Diego vs. the Donald: Meet the Mexican-Canadian man taking on Trump
When Diego Saul Reyna is asked what he thinks of presidential candidate Donald Trump, he doesn't hold back.
"He's just a big bully. He's the definition of bullying. He's bullying an entire country."
Reyna, a Mexican-Canadian steel framer, made headlines earlier this year when he climbed Vancouver's under-construction Trump Tower and hung a Mexican flag from the top. He was responding to Trump's suggestion that many Mexican migrants were rapists or criminals.
Disguised with a hard hat and loaded down with tools, he entered the site under the guise that he was an engineer coming to work on the tower. The elevator only took him to the 20th floor — he walked the remaining 47 storeys on foot.
"What he does is he grabs everybody in my country and puts them in a punching bag, and every morning he hits it 50 times," said Reyna. "This includes everybody I grew up with [...] my parents, my grandparents, my children — everyone I've ever loved."
"Every time the media replays his message, I get punched. So I either do something or keep getting punched."
Growing up, leaving home
Reyna was born and raised in Chiapas, Mexico, in what he calls a "very poor area where everyone was very rich in kindness." To put food on the table, his father worked long hours at a nearby mine while his mother split her time between three different jobs.
As a teenager, Reyna followed the same path that he saw many young Mexicans taking — he decided to leave the country and find somewhere with more opportunities.
Last year, Reyna received his Canadian citizenship. He and his Canadian-born wife have one child and another on the way.
After his stunt on the Trump Tower, Reyna received media attention from around the world. But after such a visible protest, he was left wondering what to do next to confront the man he says is "taking bullying to the extreme."
Using Donald Trump's face against him
Reyna's latest eye-catching protest is part social experiment, part performance art.
Wearing a latex Trump mask, suspenders and a bright red tie, he goes out in the world to perform good deeds, saying he's a "parallel universe" version of the real Donald Trump.
He's held doors open for people. He's cleaned graffiti off the side of a building. He's even swept the stairs in front of a mosque — all in the name of subverting expectations and seeing how people react to a kind and gentle Donald Trump.
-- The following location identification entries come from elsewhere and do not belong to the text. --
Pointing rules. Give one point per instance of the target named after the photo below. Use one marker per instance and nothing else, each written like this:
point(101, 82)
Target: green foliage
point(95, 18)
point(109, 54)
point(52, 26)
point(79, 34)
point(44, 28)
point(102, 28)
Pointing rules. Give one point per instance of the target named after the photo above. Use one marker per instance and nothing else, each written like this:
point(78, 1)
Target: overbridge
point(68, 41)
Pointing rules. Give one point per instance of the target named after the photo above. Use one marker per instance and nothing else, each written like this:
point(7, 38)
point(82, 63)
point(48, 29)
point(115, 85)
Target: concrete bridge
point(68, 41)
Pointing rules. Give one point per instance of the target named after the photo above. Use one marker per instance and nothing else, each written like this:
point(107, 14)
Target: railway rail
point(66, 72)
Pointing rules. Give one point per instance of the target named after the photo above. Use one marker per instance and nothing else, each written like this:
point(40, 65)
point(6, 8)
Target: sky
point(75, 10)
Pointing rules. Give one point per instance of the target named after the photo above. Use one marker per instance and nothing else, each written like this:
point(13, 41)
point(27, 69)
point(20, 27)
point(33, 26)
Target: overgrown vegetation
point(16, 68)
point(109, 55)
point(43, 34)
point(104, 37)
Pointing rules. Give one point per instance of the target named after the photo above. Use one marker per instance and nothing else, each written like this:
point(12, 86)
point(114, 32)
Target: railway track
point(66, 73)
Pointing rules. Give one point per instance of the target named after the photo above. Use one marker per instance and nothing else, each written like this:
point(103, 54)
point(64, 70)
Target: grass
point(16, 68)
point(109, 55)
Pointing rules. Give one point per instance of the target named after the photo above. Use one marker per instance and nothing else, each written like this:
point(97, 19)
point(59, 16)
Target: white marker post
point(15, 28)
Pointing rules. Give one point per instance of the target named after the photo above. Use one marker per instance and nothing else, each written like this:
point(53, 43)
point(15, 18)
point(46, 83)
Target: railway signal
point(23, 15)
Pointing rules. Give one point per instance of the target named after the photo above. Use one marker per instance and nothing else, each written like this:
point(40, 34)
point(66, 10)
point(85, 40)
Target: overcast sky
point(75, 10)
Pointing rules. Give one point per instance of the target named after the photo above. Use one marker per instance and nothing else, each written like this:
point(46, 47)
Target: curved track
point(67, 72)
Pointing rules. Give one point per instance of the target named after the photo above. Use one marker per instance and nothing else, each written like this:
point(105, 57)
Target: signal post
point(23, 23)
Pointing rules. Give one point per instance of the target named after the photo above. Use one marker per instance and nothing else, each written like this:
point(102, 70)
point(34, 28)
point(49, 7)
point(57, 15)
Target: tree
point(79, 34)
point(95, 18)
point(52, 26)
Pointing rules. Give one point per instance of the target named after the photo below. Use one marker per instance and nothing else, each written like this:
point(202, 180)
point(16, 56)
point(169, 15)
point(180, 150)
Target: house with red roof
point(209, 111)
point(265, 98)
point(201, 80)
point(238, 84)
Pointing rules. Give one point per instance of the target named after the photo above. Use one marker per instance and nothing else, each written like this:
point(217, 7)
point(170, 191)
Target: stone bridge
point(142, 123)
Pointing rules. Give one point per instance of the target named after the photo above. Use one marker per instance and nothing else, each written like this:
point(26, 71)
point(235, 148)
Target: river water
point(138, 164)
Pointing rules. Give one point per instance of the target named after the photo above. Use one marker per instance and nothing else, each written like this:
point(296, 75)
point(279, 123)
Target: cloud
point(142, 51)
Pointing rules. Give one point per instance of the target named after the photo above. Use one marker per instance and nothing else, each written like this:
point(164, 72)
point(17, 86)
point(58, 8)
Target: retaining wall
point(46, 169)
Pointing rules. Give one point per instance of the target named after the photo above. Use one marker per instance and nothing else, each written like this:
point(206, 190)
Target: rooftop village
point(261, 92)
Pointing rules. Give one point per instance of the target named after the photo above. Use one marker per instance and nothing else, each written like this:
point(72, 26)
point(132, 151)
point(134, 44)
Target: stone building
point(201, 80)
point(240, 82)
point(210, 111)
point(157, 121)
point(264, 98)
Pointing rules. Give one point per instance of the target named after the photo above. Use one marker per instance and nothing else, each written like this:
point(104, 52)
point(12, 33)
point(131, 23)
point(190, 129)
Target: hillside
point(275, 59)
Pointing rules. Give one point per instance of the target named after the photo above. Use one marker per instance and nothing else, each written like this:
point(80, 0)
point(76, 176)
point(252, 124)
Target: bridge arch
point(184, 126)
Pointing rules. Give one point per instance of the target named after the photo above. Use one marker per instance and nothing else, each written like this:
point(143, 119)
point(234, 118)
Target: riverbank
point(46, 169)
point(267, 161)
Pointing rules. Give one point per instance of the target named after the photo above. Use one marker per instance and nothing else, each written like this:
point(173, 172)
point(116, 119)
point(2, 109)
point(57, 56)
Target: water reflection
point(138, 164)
"It reveals that it's shocking that he's doing anything positive, and it shouldn't be. It shouldn't be shocking that anybody does anything positive. It should be the norm."
Now or Never joined Reyna as he hit the streets in his Donald costume, and reactions were mixed. As he held doors open and cleaned tables, some people hurled insults while others thanked Trump for being a good guy.
"I really felt powerless that I'm not able to do anything against somebody so powerful. He's unreachable. English is not my first language, I'm not born here, and I don't have any education... but I felt compelled to do something."